Kabullenmiştim ben de, hiç sorgulamazdım bu tür ahkamlarını. Yağmur damlalarının
arasına sıvışarak yanaklarından aşağıya süzülen ona ait birkaç damlaya bakarak,
sevgi tanecikleri zannıyla gururlanmaya çalışmam çocukçaydı belki ama hasret
gideriyordum işte ve elimden bir şey gelmiyordu. Hiç böyle sevilmemiştim ki
ben... Beni sevmek için bir sebebe ihtiyacı
yoktu, şartlardan bağımsızdı bana bağlılığı. Yarım yamalak bir gülümsemeyle
yanaklarını sildiğimi hayal meyal hatırlıyorum, bir de gözlerinin pırıl pırıl
ıslaklığını.
Şimdiki
aklım olsa daha net bakardım.

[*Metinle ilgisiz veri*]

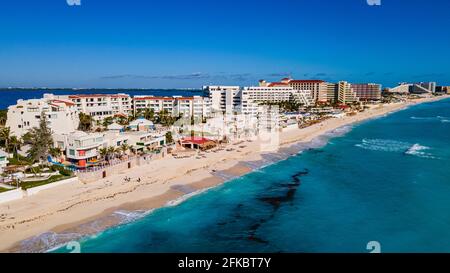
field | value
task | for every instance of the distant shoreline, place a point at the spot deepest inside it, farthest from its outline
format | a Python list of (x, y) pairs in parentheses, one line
[(102, 89), (63, 214)]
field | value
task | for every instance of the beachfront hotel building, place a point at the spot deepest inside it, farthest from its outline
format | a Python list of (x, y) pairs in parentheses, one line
[(81, 148), (346, 94), (62, 115), (317, 88), (367, 91), (196, 106), (414, 88), (224, 99), (3, 160), (99, 106), (252, 97)]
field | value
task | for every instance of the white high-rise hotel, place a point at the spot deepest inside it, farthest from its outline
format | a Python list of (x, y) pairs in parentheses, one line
[(229, 99), (62, 115)]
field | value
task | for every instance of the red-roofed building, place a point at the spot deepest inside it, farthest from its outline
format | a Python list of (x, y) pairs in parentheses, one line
[(101, 106), (196, 106), (197, 143)]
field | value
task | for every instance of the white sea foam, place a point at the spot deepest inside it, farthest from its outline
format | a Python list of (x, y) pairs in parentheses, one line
[(420, 151), (384, 145), (129, 216), (436, 118)]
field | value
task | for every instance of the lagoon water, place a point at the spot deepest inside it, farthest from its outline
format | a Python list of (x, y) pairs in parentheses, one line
[(10, 96), (385, 180)]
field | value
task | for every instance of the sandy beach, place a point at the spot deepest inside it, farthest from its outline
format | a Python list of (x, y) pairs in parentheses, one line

Ondan izin ister, her bir kıvrımını hafızama
kaydetmeye çabalardım. Şımarıklığın, bencilliğin hiç de zamanı değilmiş
aslında, nereden bilebilirdim ki?
Bu
onu son görüşüm oldu.
Geçen
zamanı artık onyıllarla ifade edebiliyorum. Onlardan
kocaman iki taneyi uğurladım. Bilinçaltı yolumu onunla kesiştirmek istemiş
olmalıyım, bir kez daha niyetlendim o uzun yolculuğa, hiç üşenmeden. Daha önce
bir kez daha gitmiştim o ışıltılı şehre ama cesaret edememiştim. Bu defa yapmak
istedim. Okyanusun öte ucundaki hayaller ülkesinin yıldızlarla dolu şehrinde,
gece karanlığının tekinsiz sokaklarında yürümeye başladım. Garipti, eğlence
kulüplerinin ışıklarında sıra bekleyen şık kadınlar ve erkeklerle dolu bir
caddeden geçtikten hemen sonra karanlık bir sokak geliyordu. Bu defa evsizlerle
gözgöze gelmemeye çalışıp yeniden ışıltılı caddelere ulaşarak ilerliyordum. Tüm
zıtlıklar dipdibe, hayatı tarif eder gibi yabancı ve yanyanalar. Devamında
sokaklar bir kez daha loşlaştı, sakinleşti, ıssızlaştı ve sonunda elimdeki
notta yazılı levhaların bulunduğu köşeye ulaştım. Tek yön bir caddenin tam
ortasında durdum. Gözümde canlandırmaya çalıştım. Medeniyetin öncüsü diye
tanımlanan bu ülkede nasıl böyle bir kaza olabileceğini bir türlü aklım
almıyordu. Nasıl olabilirdi, nasıl olur da hemen müdahele edilemezdi, neden
kurtarılamamıştı.. Şimdi net olarak iddia edebilirim ki, yaşamın adaletsiz
tarafının mizah tarafıyla rekabetini izlemek zannedildiğinin aksine hiç de
keyifli olmuyor bazen. Ben bu cevapların peşinde koşarken yağmur atıştırmaya
başladı. Hızlandı. İyice hızlandı. Ve ben o caddenin ortasında yağmurla barış
ilan eden bir insan olarak olanca sakinliğimle ıslanmayı bekledim. Dizlerimin
üzerine çöktüm ve gözyaşlarımı yağmur damlalarıyla kamufle ettim, sanki bir
gören olacakmış gibi. Şimşekler caddeyi anlık ışıklarla aydınlattığı her seferde hep
onu görmeye çalıştım. Olmadı. Çok istedim ama olmadı. Sanki hayatımın her
anında benimle birlikte yaşayan, sanki her adımımda yanımda benimle yol alan o
değilmiş gibi saklandı benden. Buraya kadar onu görmek için geldiğimi söylemeye
çalıştım, sesim çıkmadı. Onu son gördüğüm gün gibi, yağmurda susarak bekledim
sadece. Ne yapacağımı bilmiyordum. Buraya neden geldiğimi de bilmediğim gibi.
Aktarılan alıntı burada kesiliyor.